My walk to the subway is short and usually uneventful. About 15 minutes of bleary-eyed wakefulness and painful motion on the way there, as I struggle to shake my hangover and get my mindset back into docile, working condition. It's the same on the way back, except the weariness is fresh, not from an overnight accumulation. The most exciting aspect of the walk is crossing under the train trestle. I have to run a gauntlet of fat, nesting pigeons that sit overhead in the beams waiting to shit down on me. I have to be quiet as I pass and keep a wary eye overhead to avoid getting shit on in my work clothes. Lately, I've had a chest cold, and the walk has provided me with a mostly private forum within which I can hack up and spit out the contents of my lungs and throat before boarding the train. The exertion from walking usually stirs up my phlegm, and it leads to a nice session. (If you so much as cough on the train people shun you like you have the plague, so it's good to get it all out on the way there.
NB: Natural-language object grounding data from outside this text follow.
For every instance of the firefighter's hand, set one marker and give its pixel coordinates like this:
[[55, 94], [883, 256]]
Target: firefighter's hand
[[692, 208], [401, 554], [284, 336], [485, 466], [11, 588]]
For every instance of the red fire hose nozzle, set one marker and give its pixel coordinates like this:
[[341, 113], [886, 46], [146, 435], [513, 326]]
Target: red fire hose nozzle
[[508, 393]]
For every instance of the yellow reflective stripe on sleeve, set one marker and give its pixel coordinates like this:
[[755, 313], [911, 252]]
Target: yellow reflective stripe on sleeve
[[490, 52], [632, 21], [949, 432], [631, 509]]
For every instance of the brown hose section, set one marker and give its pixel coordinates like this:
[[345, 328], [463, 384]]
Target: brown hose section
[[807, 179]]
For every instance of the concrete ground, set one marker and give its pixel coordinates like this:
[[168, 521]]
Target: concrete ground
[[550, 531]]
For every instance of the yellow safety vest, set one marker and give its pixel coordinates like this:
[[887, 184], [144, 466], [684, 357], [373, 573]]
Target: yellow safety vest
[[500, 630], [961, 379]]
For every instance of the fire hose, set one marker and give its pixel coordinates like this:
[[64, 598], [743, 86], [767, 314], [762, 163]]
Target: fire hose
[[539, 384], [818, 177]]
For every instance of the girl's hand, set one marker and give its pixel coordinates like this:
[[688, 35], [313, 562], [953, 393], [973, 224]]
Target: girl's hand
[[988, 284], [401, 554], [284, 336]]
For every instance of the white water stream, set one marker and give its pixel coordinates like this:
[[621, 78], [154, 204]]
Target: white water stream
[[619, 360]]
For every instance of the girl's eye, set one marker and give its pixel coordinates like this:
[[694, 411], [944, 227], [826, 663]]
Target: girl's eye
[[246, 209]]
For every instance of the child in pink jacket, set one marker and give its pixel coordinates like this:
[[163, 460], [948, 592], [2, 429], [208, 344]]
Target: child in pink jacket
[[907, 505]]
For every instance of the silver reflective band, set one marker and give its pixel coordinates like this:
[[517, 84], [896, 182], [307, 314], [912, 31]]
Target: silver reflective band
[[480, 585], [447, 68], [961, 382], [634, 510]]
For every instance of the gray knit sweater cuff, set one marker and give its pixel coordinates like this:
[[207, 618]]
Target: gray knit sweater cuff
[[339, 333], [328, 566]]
As if nobody on that train has ever coughed before? Bullshit, half of these foul bastards have TB, anyhow.) Those seconds under the train tracks are tense. 15 footsteps of fear and anxiety. 'Cause I know and they know. One day I'm gonna spit out a lung, right under those goddamn pigeons, then it's gonna be bombs away. The little bastards are just biding their time, eating, shitting, screwing and doing that insane head-bobbing thing they do, content knowing that one day they'll get me.
Their moment's gonna come, white, hot and sticky.